El espejo le sugería que no estaba bien, como ayer y como mañana seguramente, pero no era posible un recambio de cara, así que no le dio importancia; maldijo más por costumbre que por convicción y lo evitó mientras el reflejo de su espalda se alejaba.
La agujas del reloj eran apresuradas flechas que se clavaban en su nuca, filosas, en las costillas y en las sienes, los minutos esparcidos por el piso como tachas se incrustaban en la planta de los pies y lo obligaban a acelerar el paso desparejo; los segundos se evaporaban y llenaban su garganta con la arena reseca del atraso.
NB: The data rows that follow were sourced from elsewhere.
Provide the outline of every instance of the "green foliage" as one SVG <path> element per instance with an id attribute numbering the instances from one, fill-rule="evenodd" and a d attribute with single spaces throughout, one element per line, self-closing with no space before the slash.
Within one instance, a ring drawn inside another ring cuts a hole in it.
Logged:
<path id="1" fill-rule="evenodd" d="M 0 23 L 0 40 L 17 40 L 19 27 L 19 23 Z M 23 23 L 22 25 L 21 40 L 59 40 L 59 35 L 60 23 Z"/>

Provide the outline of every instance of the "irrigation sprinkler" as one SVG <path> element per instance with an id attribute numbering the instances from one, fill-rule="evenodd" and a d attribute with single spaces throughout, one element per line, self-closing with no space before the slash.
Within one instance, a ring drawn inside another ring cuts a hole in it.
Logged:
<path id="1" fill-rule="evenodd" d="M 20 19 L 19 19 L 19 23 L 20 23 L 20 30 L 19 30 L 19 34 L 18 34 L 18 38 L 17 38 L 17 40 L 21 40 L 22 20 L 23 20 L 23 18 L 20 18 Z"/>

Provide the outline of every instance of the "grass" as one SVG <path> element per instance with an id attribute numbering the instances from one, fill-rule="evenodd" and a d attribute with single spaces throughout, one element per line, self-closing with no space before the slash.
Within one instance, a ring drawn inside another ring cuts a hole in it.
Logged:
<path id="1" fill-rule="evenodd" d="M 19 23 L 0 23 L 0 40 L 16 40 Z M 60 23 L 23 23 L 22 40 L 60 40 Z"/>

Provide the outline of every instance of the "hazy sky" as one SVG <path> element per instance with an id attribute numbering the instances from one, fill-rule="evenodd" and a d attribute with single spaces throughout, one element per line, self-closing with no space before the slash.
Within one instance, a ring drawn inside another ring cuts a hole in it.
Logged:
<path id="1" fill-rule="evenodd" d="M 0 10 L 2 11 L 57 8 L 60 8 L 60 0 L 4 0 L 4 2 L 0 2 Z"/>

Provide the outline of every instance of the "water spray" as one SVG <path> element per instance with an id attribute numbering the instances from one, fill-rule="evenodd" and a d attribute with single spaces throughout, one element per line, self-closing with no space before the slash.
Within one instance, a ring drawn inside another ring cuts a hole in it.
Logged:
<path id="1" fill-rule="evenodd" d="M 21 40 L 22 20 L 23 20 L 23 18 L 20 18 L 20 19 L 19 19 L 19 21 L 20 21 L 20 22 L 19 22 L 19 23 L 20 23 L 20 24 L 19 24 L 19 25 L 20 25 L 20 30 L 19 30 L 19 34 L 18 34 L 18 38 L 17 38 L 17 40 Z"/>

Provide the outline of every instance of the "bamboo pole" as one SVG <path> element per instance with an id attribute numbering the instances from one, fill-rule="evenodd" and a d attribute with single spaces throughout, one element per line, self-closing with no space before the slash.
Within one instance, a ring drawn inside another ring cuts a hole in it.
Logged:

Cargó su valija con todas las presiones, decepciones, miedos y frustraciones arrastradas con las que salía todos los días al mundo y se tiró de panza sobre ella para poder cerrarla. De no muy lejos parecía un gran vientre desnutrido de cuero, abandonado a su suerte, hinchado, a punto de estallar y pintar las paredes de la habitación con gusanos triturados de muchas patas. Cada día era más pesada y sus fuerzas se empobrecían. Pero no podía detenerse, nunca podía cambiar.
Nunca.
Él imaginó salir corriendo como un galgo, pero apenas llegó al tranco de una mula avejentada y cansada que ya no responde a los latigazos del dueño, más bien los recibe con gusto, como si el dolor permanente ocupara el lugar de su único amigo incondicional e inseparable. Anduvo todo el día como todos los malditos días por las calles memorizadas por las suelas, caras por acá y más-caras por allá, nuevas, viejas, grises y agrietadas, la misma sopa que se pone rancia y carcome el paladar de los infelices y de señalados necios.
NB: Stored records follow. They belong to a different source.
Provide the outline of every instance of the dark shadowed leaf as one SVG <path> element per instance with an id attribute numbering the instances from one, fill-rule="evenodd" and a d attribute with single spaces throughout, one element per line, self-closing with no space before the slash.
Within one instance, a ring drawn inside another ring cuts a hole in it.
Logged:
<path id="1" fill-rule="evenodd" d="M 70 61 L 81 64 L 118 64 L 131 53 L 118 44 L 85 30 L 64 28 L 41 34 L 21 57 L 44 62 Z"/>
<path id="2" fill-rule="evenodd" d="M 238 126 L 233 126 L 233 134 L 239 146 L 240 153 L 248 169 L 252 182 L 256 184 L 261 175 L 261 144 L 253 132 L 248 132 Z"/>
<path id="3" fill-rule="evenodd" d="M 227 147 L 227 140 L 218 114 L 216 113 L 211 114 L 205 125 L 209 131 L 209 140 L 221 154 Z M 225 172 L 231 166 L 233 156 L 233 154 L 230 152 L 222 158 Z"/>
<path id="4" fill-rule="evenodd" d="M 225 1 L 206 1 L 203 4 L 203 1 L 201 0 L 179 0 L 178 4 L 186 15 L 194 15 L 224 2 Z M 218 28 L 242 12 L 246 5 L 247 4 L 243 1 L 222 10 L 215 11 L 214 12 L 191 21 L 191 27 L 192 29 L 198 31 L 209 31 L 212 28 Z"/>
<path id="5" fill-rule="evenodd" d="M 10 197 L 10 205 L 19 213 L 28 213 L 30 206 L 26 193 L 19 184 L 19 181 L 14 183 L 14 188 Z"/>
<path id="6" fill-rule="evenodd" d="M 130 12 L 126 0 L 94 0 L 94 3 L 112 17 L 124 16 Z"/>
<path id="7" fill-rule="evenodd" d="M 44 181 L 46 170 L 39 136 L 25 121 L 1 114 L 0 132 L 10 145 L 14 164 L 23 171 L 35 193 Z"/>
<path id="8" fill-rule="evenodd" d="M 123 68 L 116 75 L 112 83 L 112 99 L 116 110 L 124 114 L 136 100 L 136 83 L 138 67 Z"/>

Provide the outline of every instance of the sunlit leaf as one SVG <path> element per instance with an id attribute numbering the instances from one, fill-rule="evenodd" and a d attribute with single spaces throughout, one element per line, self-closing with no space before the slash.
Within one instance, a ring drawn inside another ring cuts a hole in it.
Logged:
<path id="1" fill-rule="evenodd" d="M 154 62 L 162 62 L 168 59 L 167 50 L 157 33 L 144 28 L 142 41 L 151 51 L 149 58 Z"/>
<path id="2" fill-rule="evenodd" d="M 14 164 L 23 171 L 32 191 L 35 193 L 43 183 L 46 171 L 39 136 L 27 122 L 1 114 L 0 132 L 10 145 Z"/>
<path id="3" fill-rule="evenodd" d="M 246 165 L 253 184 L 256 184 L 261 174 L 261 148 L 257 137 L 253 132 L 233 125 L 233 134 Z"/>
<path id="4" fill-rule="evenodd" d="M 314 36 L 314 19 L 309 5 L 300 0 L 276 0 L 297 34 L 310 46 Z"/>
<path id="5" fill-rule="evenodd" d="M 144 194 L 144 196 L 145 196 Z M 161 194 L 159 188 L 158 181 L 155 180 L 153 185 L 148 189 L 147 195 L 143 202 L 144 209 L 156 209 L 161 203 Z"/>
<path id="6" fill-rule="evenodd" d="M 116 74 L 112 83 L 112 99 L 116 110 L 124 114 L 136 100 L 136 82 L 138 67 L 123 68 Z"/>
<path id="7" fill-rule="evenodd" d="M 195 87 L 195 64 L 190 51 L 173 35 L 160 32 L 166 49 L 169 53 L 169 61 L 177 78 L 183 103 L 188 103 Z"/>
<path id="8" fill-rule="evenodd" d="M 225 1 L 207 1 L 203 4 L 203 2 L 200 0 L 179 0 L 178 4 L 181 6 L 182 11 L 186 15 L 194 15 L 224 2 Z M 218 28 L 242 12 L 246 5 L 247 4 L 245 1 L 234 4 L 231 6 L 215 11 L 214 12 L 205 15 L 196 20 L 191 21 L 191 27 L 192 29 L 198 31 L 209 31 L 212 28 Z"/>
Él no arrastraba a la valija, sino al revés. Y ella estaba cansada de soportar ese peso vivo y muerto. Su panza hinchada no toleraba ningún huésped más, ni consecuencias, ni dolores, ni un solo fracaso extra que quisiera acomodarse entre todo el equipaje fetal. Los cierres de dientes negros y apretados se encontraban al límite de la tensión. Había perdido hace mucho el brillo. El cuero que alguna vez fue Aberdeen Angus pastando al sol en la provincia de Córdoba, devino en una tela reseca, descolorida y ajada por donde se la mirase. Un bulto hinchado de frente, por detrás y a los costados, un tumor que tomó el lugar de la vida del infeliz.
Y así la noche.
Entró y dejó la luz apagada. Sólo la punta del cigarrillo alumbraba levemente cuando pitaba. Era verano y la humedad lo envolvía todo como una mano pegajosa e invisible que acaricia constantemente y esparce una delgadísima capa de flema viscosa a su paso. Dejó caer la valija sobre la cama y se desvistió hasta quedar en ropa interior y en medias de algodón azules. Vació los bolsillos del pantalón, del saco y el único de la camisa sobre la cama sin tender. Problemas, deudas, dolores, agresiones, decepciones, malestares y contradicciones recién nacidas se esparcieron sobre el colchón; se movían como pulgas amaestradas en perro nuevo. Él acercó la valija hacia sí, sacó las trabas de seguridad y el inflado vientre chilló. Reunió con las manos a todo el nuevo bagaje de cuestiones, que se había desparramado por la cama y que sumaría al gran pesar de todos los días.
Fue rápido, sin sonido y sin escándalos.
Ante los petrificados ojos del sorprendido, la valija marrón separó sus dientes, se abrió como una planta carnívora, y se lo engulló.